I've historically been pretty publicly supportive of interpretability research. I'm still supportive of interpretability research. However, I do not necessarily think that all of it should be done in the open indefinitely. Indeed, insofar as interpretability researchers gain understanding of AIs that could significantly advance the capabilities frontier, I encourage interpretability researchers to keep their research closed.
I acknowledge that spreading research insights less widely comes with real research costs. I'd endorse building a cross-organization network of people who are committed to not using their understanding to push the capabilities frontier, and sharing freely within that.
I acknowledge that public sharing of research insights could, in principle, both shorten timelines and improve our odds of success. I suspect that isn’t the case in real life.
It's much more important that blatant and direct capabilities research be made private.
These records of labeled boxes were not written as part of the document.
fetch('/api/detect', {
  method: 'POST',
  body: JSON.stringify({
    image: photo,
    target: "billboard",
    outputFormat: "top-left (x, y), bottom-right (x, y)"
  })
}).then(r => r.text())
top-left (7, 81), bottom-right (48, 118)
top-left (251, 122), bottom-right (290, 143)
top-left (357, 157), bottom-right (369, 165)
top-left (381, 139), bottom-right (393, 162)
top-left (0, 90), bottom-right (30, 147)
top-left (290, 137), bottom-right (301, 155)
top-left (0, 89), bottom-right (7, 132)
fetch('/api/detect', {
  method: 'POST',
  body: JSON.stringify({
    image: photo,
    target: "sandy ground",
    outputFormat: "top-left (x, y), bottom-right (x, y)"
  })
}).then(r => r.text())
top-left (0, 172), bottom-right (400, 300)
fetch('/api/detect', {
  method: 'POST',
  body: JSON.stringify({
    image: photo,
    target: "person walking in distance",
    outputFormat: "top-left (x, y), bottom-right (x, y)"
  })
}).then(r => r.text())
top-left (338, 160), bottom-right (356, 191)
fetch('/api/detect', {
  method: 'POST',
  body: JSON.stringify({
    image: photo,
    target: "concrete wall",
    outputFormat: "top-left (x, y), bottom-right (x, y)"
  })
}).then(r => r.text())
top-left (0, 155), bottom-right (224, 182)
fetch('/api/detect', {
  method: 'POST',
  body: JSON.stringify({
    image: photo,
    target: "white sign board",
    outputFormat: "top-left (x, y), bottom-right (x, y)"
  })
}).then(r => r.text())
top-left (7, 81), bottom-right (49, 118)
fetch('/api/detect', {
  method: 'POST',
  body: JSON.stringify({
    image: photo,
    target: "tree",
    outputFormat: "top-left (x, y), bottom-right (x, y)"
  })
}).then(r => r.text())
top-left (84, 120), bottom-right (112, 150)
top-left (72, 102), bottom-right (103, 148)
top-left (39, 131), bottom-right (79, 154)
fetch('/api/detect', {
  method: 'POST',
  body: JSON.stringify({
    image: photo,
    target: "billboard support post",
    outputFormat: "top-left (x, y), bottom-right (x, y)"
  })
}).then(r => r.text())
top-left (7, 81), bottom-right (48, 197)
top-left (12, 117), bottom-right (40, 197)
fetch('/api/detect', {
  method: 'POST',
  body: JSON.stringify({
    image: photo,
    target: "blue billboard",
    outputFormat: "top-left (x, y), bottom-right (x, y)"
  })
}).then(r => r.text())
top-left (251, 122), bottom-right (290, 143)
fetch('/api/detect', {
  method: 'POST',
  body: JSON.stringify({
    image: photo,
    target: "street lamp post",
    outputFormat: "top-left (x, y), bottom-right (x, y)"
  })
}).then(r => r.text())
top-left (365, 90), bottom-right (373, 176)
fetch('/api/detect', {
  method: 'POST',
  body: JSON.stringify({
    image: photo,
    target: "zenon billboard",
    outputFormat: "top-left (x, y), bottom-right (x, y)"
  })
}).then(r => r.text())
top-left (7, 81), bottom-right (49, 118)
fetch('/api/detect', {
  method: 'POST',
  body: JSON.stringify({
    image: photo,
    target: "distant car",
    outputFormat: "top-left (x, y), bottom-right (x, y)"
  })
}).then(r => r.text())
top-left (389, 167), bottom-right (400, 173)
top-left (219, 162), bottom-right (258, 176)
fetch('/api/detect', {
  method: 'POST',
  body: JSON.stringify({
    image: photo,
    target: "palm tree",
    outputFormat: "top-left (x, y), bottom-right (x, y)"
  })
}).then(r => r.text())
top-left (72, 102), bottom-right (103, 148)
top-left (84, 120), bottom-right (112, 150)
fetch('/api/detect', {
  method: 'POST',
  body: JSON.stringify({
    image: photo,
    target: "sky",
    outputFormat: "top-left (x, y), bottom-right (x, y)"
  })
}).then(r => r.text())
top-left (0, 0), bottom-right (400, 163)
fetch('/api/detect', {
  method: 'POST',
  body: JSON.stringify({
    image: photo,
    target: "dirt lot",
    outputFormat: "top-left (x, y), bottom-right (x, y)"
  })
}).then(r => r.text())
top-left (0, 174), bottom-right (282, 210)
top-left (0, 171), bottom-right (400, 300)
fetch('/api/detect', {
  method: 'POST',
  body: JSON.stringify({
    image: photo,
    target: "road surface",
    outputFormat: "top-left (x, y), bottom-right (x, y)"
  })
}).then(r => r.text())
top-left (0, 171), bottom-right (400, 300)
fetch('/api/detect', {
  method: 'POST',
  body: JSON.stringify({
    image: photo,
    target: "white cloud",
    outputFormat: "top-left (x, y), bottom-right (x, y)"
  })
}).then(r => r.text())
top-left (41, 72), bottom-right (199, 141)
Anyone fighting for people to keep their AI insights close to the chest, should be focusing on the capabilities work that's happening out in the open, long before they focus on interpretability research.
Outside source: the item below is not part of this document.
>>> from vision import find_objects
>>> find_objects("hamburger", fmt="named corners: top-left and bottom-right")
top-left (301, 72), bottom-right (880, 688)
Interpretability research is, I think, some of the best research that can be approached incrementally and by a large number of people, when it comes to improving our odds. (Which is not to say it doesn't require vision and genius; I expect it requires that too.) I simultaneously think it's entirely plausible that a better understanding of the workings of modern AI systems will help capabilities researchers significantly improve capabilities. I acknowledge that this sucks, and puts us in a bind. I don't have good solutions. Reality doesn't have to provide you any outs.
There's a tradeoff here. And it's not my tradeoff to make; researchers will have to figure out what they think of the costs and benefits. My guess is that the current field is not close to insights that would significantly improve capabilities, and that growing the field is important (and would be hindered by closure), and also that if the field succeeds to the degree required to move the strategic needle then it's going to start stumbling across serious capabilities improvements before it saves us, and will need to start doing research privately before then.
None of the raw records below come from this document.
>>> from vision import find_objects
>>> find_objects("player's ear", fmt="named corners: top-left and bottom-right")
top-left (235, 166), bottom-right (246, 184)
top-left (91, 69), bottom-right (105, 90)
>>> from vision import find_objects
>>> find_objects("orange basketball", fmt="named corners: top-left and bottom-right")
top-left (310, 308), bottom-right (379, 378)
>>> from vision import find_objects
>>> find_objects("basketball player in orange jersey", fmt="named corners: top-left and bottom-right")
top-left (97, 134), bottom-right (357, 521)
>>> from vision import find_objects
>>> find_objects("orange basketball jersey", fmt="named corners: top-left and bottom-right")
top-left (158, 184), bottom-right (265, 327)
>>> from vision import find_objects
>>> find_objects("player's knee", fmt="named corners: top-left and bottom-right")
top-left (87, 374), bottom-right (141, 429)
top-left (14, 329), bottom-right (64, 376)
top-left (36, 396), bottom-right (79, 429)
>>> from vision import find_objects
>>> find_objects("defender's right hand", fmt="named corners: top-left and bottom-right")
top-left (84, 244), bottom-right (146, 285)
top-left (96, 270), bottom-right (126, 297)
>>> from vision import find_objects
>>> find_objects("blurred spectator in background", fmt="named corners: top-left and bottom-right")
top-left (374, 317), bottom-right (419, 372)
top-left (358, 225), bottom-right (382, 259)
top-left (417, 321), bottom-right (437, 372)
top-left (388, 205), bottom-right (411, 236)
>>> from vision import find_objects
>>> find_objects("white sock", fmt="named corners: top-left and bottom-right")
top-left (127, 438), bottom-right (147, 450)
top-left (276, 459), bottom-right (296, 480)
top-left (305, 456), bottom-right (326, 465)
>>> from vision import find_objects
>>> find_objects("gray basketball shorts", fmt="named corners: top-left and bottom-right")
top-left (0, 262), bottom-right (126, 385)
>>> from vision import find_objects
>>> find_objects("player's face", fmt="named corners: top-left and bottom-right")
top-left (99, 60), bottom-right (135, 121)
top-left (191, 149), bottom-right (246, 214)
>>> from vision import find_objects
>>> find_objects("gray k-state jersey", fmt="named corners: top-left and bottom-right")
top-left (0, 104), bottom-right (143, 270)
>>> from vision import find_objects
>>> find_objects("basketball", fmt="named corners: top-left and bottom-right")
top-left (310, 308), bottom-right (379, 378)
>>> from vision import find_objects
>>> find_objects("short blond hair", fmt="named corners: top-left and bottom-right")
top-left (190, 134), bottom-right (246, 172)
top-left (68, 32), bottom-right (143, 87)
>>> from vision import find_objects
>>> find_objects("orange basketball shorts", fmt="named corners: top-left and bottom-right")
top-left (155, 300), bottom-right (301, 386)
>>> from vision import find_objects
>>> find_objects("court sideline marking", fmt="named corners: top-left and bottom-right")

I reiterate that I'd feel ~pure enthusiasm about a cross-organization network of people trying to understand modern AI systems and committed not to letting their insights push the capabilities frontier.
My goal in writing this post, though, is mostly to keep the Overton window open around the claim that there is in fact a tradeoff here, that there are reasons to close even interpretability research. Maybe those reasons should win out, or maybe they shouldn't, but don't let my praise of interpretability research obscure the fact that there are tradeoffs here.
It's not clear what the ratio of capabilities/alignment progress is for interpretability. There is not empirical track record[^1] of interpretability feeding back into improvements of any kind.
A priori it seems like it would be good because understanding how things work is useful to understand their behavior better, and thus be able to tell whether or not a model is aligned or how to make it more so. But understanding how things work is also useful for making them more capable, e.g. if you use interpretability as a model-debugger, it's basically general purpose for dealing with ML models.
: known to the author